Гонория, похоже, не знала, как ей быть, так что Дуглесс сама взяла ее руку и пожала, заметив:
– Значит, мы с вами будем соседками, да? Несколько озадаченно поглядев на Дуглесс, Гонория сказала:
– Да, верно. Леди Маргарет приказала, чтобы вы остались у меня. – Голос у нее был мягкий и мелодичный, и Дуглесс увидела, что Гонория – совсем молоденькая, быть может, чуть старше двадцати.
Без особых колебаний сбросив с себя одежду, Дуглесс уселась в лохань, а Гонория, подобрав ее наимоднейшего фасона одежду, принялась ее внимательно разглядывать.
Дуглесс взяла приготовленный для нее кусок мыла, по виду напоминавший осколок затвердевшей лавы, разве что – в более жестком исполнении, который мылил почти столь же успешно, как мылился бы камень.
– Вы не подадите мне сумку, будьте добры! – попросила она Гонорию. И Гонория, каким-то тяжелым взглядом оглядев нейлоновую поверхность сумки, поднесла ее и поставила рядом с лоханью на пол, а затем стала смотреть, как Дуглесс расстегивает на ней «молнию». Достав из сумки маленькую упаковку мыла – она, выезжая из гостиниц, всегда норовила прихватить с собой эти приятно пахнущие кусочки, – Дуглесс принялась намыливаться.
Теперь уже Гонория не стала таить любопытства и с удивлением глазела на то, как моется Дуглесс.
– Вы не могли бы рассказать мне немного о здешних местах? – попросила ее Дуглесс. – Ну, кто тут живет? И еще расскажите мне про Кита и про Николаса, и про то, обручен ли уже Николас с Летицией, и есть ли в доме слуга по имени Джон Уилфред, и все, что знаете об Арабелле Сидни!

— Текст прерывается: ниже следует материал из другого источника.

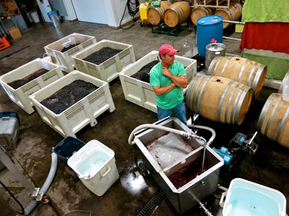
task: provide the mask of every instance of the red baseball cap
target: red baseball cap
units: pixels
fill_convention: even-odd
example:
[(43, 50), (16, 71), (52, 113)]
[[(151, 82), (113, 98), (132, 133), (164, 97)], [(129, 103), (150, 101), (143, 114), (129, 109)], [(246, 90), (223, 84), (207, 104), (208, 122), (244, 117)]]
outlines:
[(162, 55), (162, 54), (168, 54), (170, 56), (175, 55), (176, 52), (178, 52), (179, 51), (178, 49), (173, 49), (173, 46), (171, 46), (168, 44), (164, 44), (162, 45), (160, 47), (160, 49), (158, 50), (158, 54)]

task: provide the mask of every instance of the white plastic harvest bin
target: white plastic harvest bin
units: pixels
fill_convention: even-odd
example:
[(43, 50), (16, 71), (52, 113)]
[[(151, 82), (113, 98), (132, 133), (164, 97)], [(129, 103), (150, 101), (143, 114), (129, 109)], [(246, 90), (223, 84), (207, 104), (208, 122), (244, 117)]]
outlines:
[(67, 161), (91, 191), (103, 195), (118, 179), (114, 152), (96, 140), (89, 141)]
[[(75, 42), (79, 45), (65, 52), (61, 52), (64, 48), (62, 45), (69, 41), (69, 38), (74, 38)], [(51, 56), (52, 62), (59, 65), (62, 71), (69, 73), (74, 70), (72, 56), (95, 43), (96, 43), (96, 39), (94, 36), (73, 33), (45, 46), (44, 49), (46, 53)]]
[[(100, 64), (83, 60), (83, 58), (100, 50), (109, 47), (122, 51)], [(72, 56), (76, 70), (109, 82), (118, 77), (118, 73), (127, 65), (136, 62), (132, 45), (122, 43), (103, 40)]]
[(222, 213), (224, 216), (286, 216), (286, 199), (277, 190), (237, 178), (231, 182)]
[[(158, 51), (152, 51), (135, 63), (124, 69), (119, 74), (125, 99), (146, 109), (157, 112), (156, 94), (149, 83), (142, 82), (131, 76), (147, 64), (156, 60)], [(197, 61), (193, 59), (175, 56), (175, 60), (182, 62), (190, 82), (197, 75)], [(187, 88), (184, 89), (184, 93)]]
[[(41, 69), (45, 69), (49, 71), (17, 89), (14, 89), (8, 84), (13, 81), (21, 80)], [(33, 104), (29, 98), (29, 95), (63, 76), (63, 73), (59, 66), (43, 59), (36, 58), (1, 76), (0, 84), (13, 102), (19, 106), (27, 113), (31, 114), (35, 110), (33, 108)]]
[[(41, 102), (75, 80), (83, 80), (98, 87), (60, 114), (55, 114)], [(42, 120), (64, 137), (76, 138), (75, 134), (87, 124), (96, 123), (96, 118), (106, 110), (116, 108), (107, 82), (78, 71), (74, 71), (30, 96)]]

Усевшись в кресло, Гонория попыталась ответить на вопросы Дуглесс, а сама в изумлении следила за тем, как Дуглесс расходует это свое удивительное мыло и как взбивает в пену шампунь на волосах.
Насколько сумела понять Дуглесс, внимая рассказу Гонории, в своем путешествии во времени она попала в те ранние годы зрелости Николаса, когда только-только состоялось его обручение. Николас еще не успел натворить глупостей с Арабеллой на столе, а что до Джона Уилфреда, то, по-видимому, это была личность столь ничтожная, что Гонория и понятия не имела, кто это такой. Отвечая Дуглесс на любые вопросы, которые та задавала ей, Гонория, однако, избегала высказывать о чем-либо собственное мнение и не желала сплетничать.
После того, как Дуглесс вымыла тело и голову, Гонория подала ей грубое и жесткое льняное полотенце. Дуглесс вытерлась им, обсушила волосы, и Гонория помогла ей одеться.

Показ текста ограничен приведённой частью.